Incubation of the experiment lasted for two weeks and samples were taken at day 7 and day 14 of the experiment. For this, the overlaying water in each microcosm was removed with syringes, treated with acid Lugol’s solution and placed in clear flasks covered with parafilm to prevent evaporation. Samples were allowed to settle for 6 days, reduced to < 100 ml by siphoning off the water surface and the remaining part transferred to clear 100 ml PVC bottles for storage at 4 °C. At the end of the experiment, sediment from all microcosms was sieved through a 500 mm mesh for identification of benthic macrofauna to determine potential impacts through bioturbation or predation, which did not differ between treatments. All macrofauna retrieved was living, suggesting that the sediment remained well oxygenated throughout the experimental duration. 
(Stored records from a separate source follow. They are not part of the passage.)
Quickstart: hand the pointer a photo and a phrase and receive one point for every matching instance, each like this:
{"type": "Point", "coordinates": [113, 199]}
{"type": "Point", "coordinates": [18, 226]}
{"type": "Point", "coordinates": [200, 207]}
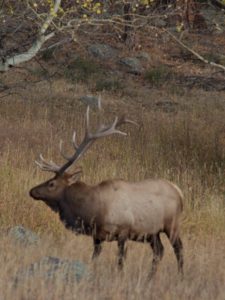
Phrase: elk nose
{"type": "Point", "coordinates": [34, 194]}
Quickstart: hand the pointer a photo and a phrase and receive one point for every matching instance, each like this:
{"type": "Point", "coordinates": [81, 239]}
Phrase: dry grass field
{"type": "Point", "coordinates": [185, 144]}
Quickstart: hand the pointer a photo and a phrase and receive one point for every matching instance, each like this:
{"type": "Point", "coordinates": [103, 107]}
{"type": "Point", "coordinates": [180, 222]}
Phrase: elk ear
{"type": "Point", "coordinates": [73, 178]}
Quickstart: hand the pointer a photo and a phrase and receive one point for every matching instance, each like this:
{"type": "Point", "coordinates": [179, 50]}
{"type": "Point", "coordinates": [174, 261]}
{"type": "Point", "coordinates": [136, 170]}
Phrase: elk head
{"type": "Point", "coordinates": [53, 190]}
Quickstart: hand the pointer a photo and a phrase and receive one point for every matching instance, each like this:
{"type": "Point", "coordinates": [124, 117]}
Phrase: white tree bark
{"type": "Point", "coordinates": [8, 62]}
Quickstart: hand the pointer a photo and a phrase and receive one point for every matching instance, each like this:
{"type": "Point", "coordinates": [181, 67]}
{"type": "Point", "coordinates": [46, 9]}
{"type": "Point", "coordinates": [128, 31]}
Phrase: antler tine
{"type": "Point", "coordinates": [74, 140]}
{"type": "Point", "coordinates": [88, 140]}
{"type": "Point", "coordinates": [61, 151]}
{"type": "Point", "coordinates": [47, 166]}
{"type": "Point", "coordinates": [87, 125]}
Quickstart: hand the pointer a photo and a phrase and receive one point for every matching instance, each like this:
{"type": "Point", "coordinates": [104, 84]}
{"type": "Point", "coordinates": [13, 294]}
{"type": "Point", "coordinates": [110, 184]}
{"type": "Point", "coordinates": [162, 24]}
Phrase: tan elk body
{"type": "Point", "coordinates": [114, 209]}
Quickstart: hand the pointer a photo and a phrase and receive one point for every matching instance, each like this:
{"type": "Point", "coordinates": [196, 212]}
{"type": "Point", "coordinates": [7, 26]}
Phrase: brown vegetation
{"type": "Point", "coordinates": [185, 144]}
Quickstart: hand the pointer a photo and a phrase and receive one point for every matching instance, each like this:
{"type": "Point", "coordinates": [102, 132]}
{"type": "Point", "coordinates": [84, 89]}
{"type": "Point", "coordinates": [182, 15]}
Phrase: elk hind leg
{"type": "Point", "coordinates": [177, 248]}
{"type": "Point", "coordinates": [121, 253]}
{"type": "Point", "coordinates": [97, 248]}
{"type": "Point", "coordinates": [158, 251]}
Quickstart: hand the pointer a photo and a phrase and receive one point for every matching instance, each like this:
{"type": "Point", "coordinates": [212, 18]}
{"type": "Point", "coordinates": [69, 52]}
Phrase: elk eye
{"type": "Point", "coordinates": [51, 184]}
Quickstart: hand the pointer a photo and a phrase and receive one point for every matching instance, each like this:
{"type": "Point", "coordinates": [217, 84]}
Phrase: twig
{"type": "Point", "coordinates": [196, 54]}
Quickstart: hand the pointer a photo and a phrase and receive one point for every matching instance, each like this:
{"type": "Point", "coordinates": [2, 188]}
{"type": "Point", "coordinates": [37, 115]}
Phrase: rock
{"type": "Point", "coordinates": [214, 19]}
{"type": "Point", "coordinates": [51, 268]}
{"type": "Point", "coordinates": [167, 106]}
{"type": "Point", "coordinates": [92, 101]}
{"type": "Point", "coordinates": [144, 56]}
{"type": "Point", "coordinates": [103, 51]}
{"type": "Point", "coordinates": [132, 65]}
{"type": "Point", "coordinates": [23, 235]}
{"type": "Point", "coordinates": [159, 22]}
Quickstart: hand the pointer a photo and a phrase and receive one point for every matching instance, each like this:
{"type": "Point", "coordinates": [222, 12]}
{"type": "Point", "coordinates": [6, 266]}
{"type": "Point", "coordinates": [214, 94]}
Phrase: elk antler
{"type": "Point", "coordinates": [89, 138]}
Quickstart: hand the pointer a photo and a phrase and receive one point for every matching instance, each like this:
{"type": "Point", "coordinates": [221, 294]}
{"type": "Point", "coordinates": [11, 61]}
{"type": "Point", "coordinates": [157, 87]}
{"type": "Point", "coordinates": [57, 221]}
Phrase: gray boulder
{"type": "Point", "coordinates": [51, 268]}
{"type": "Point", "coordinates": [90, 100]}
{"type": "Point", "coordinates": [132, 65]}
{"type": "Point", "coordinates": [23, 235]}
{"type": "Point", "coordinates": [103, 51]}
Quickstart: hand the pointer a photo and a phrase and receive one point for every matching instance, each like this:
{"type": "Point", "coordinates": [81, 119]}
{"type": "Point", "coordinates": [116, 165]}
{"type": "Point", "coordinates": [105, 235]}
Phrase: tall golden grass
{"type": "Point", "coordinates": [186, 146]}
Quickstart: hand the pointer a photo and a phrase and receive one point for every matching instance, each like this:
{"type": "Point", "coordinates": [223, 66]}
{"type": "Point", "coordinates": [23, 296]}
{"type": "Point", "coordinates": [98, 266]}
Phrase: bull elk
{"type": "Point", "coordinates": [113, 210]}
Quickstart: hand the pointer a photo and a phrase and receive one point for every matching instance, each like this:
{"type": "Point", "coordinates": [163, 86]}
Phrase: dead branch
{"type": "Point", "coordinates": [196, 54]}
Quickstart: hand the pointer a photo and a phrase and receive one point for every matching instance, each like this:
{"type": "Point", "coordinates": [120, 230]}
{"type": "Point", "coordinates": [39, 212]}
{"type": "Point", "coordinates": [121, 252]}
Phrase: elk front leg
{"type": "Point", "coordinates": [97, 248]}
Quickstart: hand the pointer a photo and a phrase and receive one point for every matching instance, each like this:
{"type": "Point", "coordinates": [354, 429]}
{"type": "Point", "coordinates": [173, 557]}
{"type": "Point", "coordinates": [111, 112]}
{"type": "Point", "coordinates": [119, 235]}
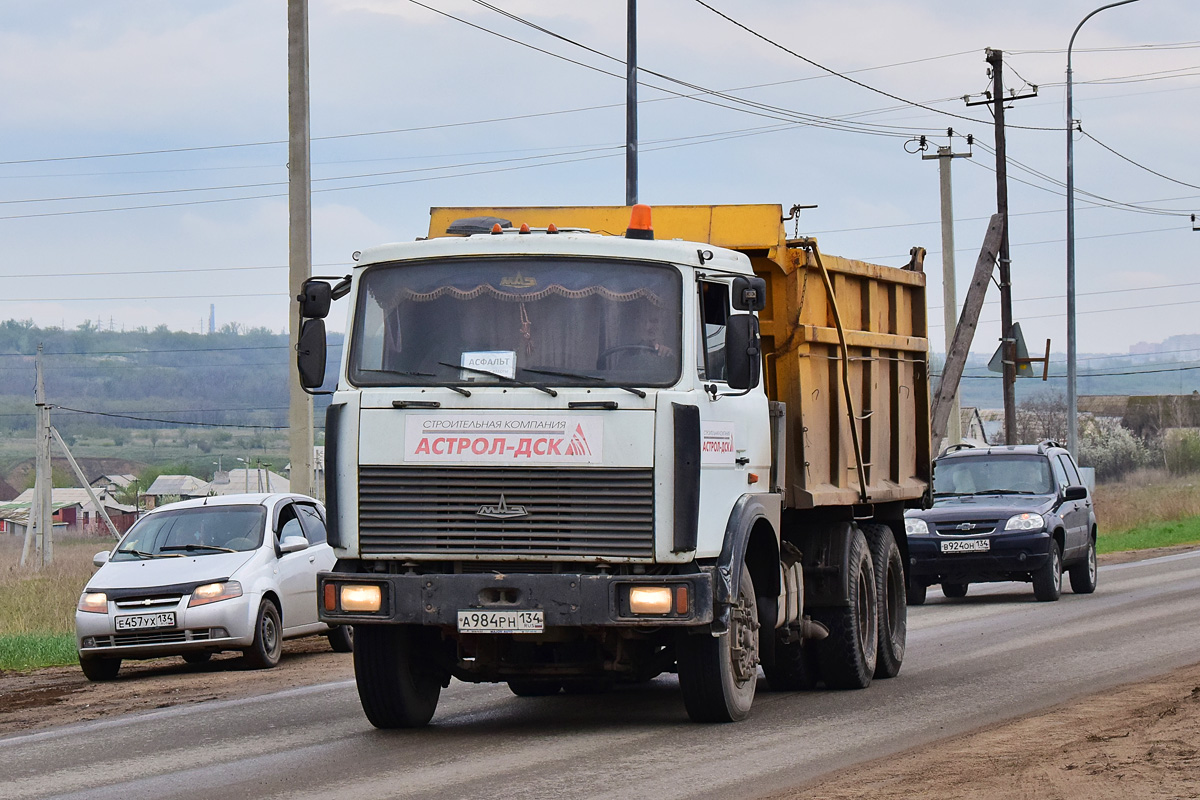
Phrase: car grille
{"type": "Point", "coordinates": [569, 513]}
{"type": "Point", "coordinates": [156, 637]}
{"type": "Point", "coordinates": [966, 527]}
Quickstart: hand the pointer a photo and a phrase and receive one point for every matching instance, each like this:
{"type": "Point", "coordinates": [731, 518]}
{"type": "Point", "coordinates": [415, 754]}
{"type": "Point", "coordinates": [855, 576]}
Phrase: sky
{"type": "Point", "coordinates": [143, 156]}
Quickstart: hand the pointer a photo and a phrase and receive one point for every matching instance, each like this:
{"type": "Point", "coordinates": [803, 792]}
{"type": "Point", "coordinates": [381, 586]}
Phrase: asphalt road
{"type": "Point", "coordinates": [971, 662]}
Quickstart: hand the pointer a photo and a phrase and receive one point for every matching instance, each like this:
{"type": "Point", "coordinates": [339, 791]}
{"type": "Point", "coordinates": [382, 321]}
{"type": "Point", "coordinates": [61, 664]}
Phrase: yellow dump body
{"type": "Point", "coordinates": [883, 324]}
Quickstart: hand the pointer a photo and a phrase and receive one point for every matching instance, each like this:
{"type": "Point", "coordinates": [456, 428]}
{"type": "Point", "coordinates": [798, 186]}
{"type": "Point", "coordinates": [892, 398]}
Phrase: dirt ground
{"type": "Point", "coordinates": [1139, 741]}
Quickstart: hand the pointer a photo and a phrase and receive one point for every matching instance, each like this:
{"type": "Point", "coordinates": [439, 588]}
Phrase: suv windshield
{"type": "Point", "coordinates": [193, 531]}
{"type": "Point", "coordinates": [1007, 474]}
{"type": "Point", "coordinates": [535, 319]}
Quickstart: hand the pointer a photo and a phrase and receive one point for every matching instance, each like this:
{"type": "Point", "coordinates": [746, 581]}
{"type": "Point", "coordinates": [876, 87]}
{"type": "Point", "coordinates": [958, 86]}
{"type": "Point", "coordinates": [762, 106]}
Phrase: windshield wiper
{"type": "Point", "coordinates": [496, 374]}
{"type": "Point", "coordinates": [421, 374]}
{"type": "Point", "coordinates": [197, 547]}
{"type": "Point", "coordinates": [150, 555]}
{"type": "Point", "coordinates": [582, 377]}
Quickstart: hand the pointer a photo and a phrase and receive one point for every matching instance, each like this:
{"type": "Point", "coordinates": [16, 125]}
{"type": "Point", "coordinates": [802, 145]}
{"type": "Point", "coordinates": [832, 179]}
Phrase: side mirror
{"type": "Point", "coordinates": [293, 543]}
{"type": "Point", "coordinates": [749, 293]}
{"type": "Point", "coordinates": [315, 299]}
{"type": "Point", "coordinates": [743, 352]}
{"type": "Point", "coordinates": [311, 353]}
Identification and quantification of phytoplankton cells followed the Utermöhl method (Edler and Elbrächter, 2010) with a sedimentation chamber of 100 ml. All samples were allowed to settle for 48 h according to standard guidance (HELCOM, 2017). Phytoplankton were identified to either class (dinoflagellates < 20 mm), order (dinoflagellates > 30 mm), genus (diatoms and cyanobacteria) or dinoflagellate cysts, using http://nordicmicroalgae.org/galleries/HELCOM-PEG (2021). Phytoplankton cell density was calculated per L and carbon content per m² for comparison with plankton monitoring data and flux estimations from benthic to pelagic systems, respectively. Carbon content are based on Olenina et al. (Olenina et al., 2006). Due to the relatively high taxonomic level of dinoflagellates and to avoid overestimation of C content, all C content calculations for cells > 30 mm, was based on a size class of cells with a size < 30 mm. Zooplankton were identified to genus level using Telesh et al. (2015). Nauplii biomass was calculated on naupliar stages I-III based on Gorokhova et al. (2016).